Published Jan 28, 2015
MA Nurse
676 Posts
Hello everyone. I haven't posted here in a long time. I have worked in NICU for almost 25 years. I am really burned out. Although I have had many rewarding experiences, the stress is outweighing the good things. My commute is awful. I am always relying on overtime. I am a single mom now and I only have my income to rely on at this time.
So, I accepted a job in a call center full time as an advice nurse. I need the guaranteed hours and the commute is better. I am nervous, but excited. I am not happy about leaving the coworkers I like...but some of the difficult ones are making my job miserable.
I hear sometimes how nurses think Advice nurses who are at a desk all day are not working as hard as a floor/ICU nurse. My coworkers have said even a monkey could be an advice nurse. Wow. This nurse worked in a call center before. I was thinking I should get a monkey scrub top and wear it in her honor. lol.
So has anyone here made a big change into a totally different nursing field? Any thought, comments, advice would be helpful. I don't deal well with change sometimes, but I think I will be ok. I can always look into another job if this one doesn't work. I start in March. Also, when I went on the tour of the call center there were 2 people giving massages to the nurses. That alone is enough to make me want to work there!
Thanks for listening
BSNbeauty, BSN, RN
1,939 Posts
You have to do what is best for you and your family. Embrace this new change. Don't listen to the naysayers.
LadyFree28, BSN, LPN, RN
8,429 Posts
THIS.
Not everyone is meant to know your future endeavors, especially in high stress jobs where peers may feel trapped and see no end in sight.

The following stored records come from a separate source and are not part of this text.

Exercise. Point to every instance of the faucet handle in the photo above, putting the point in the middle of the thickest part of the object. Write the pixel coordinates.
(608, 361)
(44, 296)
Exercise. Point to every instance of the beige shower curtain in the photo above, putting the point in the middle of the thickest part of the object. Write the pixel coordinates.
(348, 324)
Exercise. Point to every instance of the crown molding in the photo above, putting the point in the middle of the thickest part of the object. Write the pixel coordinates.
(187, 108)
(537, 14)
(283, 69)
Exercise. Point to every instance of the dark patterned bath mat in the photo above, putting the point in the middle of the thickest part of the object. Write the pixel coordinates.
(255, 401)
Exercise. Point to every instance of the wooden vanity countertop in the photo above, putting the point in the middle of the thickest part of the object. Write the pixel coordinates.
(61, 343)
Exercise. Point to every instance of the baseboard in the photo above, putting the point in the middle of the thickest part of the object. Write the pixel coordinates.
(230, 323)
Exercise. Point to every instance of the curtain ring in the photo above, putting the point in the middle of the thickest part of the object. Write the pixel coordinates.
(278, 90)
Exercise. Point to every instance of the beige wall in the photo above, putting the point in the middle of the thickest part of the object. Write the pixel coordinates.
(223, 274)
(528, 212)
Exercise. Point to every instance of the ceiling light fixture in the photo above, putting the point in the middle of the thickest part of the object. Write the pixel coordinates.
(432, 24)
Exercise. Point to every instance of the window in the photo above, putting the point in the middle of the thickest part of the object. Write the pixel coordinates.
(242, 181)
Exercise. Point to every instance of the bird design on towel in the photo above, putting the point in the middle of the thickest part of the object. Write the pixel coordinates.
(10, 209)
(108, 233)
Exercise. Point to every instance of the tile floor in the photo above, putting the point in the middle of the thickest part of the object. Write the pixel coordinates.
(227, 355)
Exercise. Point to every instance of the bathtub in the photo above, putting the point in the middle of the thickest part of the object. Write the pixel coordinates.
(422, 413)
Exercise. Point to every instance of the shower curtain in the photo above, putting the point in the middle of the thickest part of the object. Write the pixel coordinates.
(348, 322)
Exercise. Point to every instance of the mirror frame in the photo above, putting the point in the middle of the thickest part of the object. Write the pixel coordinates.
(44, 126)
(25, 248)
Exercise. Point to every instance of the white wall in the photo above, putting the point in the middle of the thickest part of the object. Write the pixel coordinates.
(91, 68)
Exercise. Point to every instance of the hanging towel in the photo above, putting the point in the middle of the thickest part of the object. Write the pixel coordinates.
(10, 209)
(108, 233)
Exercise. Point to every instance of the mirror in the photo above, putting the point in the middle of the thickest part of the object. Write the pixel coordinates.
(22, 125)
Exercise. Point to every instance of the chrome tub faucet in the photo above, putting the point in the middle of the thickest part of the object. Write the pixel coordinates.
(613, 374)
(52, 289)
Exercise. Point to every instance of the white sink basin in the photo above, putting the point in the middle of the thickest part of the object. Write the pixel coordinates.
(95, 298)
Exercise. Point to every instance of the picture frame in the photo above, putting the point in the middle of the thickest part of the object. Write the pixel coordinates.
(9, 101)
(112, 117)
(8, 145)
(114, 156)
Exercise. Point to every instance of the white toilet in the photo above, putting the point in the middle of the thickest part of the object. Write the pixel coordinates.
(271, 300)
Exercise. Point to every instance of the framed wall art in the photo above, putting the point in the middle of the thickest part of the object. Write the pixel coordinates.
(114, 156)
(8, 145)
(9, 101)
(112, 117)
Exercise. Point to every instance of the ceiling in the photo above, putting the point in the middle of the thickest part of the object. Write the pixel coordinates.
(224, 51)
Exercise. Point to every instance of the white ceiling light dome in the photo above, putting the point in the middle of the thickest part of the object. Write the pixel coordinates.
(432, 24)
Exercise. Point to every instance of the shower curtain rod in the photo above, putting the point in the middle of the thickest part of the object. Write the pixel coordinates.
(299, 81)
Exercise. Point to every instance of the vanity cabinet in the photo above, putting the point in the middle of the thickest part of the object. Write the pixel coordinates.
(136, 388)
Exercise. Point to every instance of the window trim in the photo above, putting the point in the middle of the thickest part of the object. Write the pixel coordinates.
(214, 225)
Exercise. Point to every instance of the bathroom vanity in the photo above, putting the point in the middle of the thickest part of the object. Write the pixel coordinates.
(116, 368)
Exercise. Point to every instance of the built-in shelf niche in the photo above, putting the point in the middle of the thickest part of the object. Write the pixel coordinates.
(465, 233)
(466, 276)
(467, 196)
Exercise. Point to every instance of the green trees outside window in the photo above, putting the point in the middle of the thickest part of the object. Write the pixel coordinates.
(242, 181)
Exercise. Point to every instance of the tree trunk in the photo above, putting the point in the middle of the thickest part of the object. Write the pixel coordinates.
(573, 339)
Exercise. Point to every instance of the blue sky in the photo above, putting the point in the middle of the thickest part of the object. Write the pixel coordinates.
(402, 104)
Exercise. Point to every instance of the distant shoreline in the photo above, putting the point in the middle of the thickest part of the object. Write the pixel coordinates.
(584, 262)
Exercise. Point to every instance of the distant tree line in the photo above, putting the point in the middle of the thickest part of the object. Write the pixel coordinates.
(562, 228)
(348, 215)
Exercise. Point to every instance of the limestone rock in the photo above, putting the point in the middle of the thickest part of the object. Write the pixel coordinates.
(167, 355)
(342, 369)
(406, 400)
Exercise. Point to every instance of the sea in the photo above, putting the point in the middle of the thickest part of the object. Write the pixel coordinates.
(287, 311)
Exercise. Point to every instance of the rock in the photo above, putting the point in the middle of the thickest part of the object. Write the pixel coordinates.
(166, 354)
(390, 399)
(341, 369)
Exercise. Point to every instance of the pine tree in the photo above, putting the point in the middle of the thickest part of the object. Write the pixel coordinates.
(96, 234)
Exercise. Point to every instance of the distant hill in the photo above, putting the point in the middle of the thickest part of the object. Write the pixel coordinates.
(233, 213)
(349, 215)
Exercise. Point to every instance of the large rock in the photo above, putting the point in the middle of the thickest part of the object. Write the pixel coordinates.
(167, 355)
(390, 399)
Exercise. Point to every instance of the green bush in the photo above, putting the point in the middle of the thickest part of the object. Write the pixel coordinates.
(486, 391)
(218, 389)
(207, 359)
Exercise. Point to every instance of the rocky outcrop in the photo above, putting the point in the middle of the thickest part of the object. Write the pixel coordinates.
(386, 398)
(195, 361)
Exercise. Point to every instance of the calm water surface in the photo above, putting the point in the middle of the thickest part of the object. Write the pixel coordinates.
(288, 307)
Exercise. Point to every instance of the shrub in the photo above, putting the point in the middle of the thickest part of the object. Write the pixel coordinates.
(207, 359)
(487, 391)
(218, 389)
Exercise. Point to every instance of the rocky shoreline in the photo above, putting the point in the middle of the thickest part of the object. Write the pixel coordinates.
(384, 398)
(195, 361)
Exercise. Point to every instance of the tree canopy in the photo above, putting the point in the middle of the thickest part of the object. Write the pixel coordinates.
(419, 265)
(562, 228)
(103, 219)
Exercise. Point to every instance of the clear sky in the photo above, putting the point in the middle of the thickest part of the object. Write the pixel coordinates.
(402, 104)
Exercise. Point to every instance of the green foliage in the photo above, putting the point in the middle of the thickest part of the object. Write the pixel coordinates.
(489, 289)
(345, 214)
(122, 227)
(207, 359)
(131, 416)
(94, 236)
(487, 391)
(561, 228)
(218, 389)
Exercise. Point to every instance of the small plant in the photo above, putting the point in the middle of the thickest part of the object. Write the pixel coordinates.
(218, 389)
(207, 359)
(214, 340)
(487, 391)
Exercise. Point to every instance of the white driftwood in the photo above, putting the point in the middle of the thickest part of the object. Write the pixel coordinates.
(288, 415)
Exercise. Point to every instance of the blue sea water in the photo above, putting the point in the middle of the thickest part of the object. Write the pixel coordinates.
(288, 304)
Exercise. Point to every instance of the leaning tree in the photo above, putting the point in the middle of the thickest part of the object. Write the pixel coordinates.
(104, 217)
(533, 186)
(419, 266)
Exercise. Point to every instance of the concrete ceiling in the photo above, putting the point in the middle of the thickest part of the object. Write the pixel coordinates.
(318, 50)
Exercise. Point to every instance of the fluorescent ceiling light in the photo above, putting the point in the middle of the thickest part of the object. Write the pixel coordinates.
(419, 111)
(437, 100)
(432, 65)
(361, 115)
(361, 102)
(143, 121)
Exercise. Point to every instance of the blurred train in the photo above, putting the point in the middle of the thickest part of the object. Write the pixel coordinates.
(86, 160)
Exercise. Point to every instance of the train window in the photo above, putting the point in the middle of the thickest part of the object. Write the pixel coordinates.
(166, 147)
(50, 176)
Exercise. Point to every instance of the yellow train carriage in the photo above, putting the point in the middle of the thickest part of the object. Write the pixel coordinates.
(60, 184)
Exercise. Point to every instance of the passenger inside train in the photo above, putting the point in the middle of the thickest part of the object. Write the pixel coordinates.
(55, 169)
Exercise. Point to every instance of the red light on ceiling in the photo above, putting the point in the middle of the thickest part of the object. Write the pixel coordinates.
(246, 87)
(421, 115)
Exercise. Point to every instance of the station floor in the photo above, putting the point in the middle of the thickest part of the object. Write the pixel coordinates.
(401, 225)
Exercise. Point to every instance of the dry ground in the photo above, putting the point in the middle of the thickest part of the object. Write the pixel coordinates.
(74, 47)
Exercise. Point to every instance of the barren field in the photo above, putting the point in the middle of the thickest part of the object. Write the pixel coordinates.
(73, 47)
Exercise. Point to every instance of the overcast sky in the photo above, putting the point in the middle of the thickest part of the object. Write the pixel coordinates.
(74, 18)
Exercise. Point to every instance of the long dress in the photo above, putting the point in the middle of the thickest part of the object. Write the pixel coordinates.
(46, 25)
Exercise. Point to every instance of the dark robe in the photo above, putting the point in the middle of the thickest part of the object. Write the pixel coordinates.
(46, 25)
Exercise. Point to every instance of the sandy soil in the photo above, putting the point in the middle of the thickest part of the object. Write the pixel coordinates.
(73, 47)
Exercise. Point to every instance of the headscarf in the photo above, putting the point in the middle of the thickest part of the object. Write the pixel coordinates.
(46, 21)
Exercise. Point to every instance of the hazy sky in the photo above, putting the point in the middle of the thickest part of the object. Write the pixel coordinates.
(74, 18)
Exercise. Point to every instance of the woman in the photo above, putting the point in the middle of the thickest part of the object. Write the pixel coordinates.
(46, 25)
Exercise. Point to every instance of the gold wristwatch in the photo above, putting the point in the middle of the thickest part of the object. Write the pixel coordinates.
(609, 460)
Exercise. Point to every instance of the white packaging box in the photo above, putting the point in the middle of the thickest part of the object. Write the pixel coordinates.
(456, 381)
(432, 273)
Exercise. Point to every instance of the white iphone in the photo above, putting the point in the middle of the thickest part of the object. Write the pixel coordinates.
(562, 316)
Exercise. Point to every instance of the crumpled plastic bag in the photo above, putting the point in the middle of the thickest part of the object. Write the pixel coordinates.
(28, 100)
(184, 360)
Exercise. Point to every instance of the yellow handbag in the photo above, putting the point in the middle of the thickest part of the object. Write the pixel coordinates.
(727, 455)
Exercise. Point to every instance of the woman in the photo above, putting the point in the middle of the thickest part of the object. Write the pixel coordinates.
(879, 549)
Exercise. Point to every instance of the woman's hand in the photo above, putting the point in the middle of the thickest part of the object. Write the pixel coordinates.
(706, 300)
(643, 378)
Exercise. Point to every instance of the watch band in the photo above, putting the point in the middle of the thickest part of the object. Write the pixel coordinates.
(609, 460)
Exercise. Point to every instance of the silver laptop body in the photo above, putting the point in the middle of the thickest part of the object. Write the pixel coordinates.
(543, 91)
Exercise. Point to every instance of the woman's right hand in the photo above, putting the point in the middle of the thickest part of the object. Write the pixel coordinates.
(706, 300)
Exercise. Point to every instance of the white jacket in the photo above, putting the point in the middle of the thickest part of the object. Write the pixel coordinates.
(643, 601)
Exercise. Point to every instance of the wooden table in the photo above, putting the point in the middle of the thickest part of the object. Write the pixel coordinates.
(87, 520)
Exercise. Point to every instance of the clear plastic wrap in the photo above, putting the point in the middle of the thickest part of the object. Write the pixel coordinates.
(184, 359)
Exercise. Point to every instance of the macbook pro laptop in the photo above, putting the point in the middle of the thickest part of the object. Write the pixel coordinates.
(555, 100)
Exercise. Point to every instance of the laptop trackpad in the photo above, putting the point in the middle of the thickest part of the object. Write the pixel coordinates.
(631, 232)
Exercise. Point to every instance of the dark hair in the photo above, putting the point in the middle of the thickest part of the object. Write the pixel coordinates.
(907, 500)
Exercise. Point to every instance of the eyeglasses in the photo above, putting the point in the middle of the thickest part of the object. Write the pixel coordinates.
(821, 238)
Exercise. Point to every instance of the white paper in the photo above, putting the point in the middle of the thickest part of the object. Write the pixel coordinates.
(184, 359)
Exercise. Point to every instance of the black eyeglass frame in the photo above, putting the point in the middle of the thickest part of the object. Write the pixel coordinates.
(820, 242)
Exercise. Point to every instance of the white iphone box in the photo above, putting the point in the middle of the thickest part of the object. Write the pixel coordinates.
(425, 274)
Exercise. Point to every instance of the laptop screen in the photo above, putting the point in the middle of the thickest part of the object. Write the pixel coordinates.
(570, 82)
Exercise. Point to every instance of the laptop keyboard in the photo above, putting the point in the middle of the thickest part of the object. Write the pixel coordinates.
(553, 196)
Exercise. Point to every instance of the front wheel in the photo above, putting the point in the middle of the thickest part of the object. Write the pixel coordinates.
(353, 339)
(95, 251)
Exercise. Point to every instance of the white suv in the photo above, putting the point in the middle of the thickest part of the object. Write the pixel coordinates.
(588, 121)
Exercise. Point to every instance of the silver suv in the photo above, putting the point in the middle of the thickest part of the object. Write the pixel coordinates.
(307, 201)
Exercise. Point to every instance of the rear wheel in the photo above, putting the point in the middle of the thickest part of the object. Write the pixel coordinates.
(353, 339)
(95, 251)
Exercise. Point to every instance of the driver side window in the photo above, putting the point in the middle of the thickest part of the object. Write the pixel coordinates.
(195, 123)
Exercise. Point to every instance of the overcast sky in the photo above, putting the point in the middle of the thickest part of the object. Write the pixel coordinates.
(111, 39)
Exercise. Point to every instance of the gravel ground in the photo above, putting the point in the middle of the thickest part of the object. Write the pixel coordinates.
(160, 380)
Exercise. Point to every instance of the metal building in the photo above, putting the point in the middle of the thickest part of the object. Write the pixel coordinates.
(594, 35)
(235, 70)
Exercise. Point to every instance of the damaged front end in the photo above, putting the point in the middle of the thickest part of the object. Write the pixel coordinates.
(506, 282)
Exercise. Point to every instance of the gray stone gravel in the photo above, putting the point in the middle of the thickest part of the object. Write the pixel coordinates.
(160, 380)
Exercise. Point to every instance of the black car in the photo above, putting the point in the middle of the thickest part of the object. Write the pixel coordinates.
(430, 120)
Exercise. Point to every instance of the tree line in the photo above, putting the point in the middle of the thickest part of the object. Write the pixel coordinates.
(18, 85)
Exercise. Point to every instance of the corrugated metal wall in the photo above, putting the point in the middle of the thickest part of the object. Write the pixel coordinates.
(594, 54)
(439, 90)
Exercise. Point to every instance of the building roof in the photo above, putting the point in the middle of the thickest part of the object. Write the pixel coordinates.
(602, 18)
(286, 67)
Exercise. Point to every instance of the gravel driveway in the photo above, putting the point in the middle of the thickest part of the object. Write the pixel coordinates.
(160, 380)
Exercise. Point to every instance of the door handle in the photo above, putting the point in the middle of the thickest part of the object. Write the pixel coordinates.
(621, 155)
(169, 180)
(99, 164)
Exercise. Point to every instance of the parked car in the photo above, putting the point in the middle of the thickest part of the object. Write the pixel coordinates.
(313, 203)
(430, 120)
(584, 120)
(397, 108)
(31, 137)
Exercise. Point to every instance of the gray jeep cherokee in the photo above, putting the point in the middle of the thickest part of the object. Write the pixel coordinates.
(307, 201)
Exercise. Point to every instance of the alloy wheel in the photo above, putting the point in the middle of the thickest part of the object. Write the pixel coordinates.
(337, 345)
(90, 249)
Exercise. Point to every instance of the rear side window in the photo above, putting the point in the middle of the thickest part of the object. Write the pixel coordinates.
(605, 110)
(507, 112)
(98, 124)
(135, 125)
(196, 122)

Sending positive vibes for success at your new position!
Graduatenurse14
630 Posts
My coworkers have said even a monkey could be an advice nurse. Wow. This nurse worked in a call center before.
No doubt at all that she thought that she was the smartest monkey when she worked in a call center and I'll bet she thinks she's the smartest on your unit too.
Good luck!! As was said, do what's best for you and your family!!
Ha ha....you are so right graduate nurse. Geez...some nurses can be so rude. It's really sad.
Ah, nurses are mere mortals, after all.
And some are just plain evil. Seriously. Not all nurses are good people.
I post with brevity. I have stories for days on when I was younger and a tech and stated that I wanted to have two specialties as a nurse; a peer told me "you can't do that"; fast forward years later, guess what? that particular person happened to be present when I was explaining that *gasp* indeed worked in two specialties!
I don't take stock on humankind's faults and level of "evilness", especially when most of it is based out of their own shortcomings and fears; hence, the "mere mortals" statement...
ok. thanks for the explanation. sometimes the written word is hard to decipher. I am just burned out with some coworkers.
i need to work on not being offended by comments. this particular nurse is very difficult.
SHGR, MSN, RN, CNS
1 Article; 1,406 Posts
Telephonic nursing is indeed challenging. You can't just pull the covers off of someone and do a head to toe. All you have is what they sound like on the phone. If you have access to the chart, that makes life so much easier.
You will get suicide calls, all kinds of psych, all kinds of everything. You will have calls that use every bit of what you know. You will save lives, trust me.
Wow, now I am more nervous. Have you done telephonic nursing?
Yes, telephone triage and telephonic case management. It takes some getting used to. It is real nursing.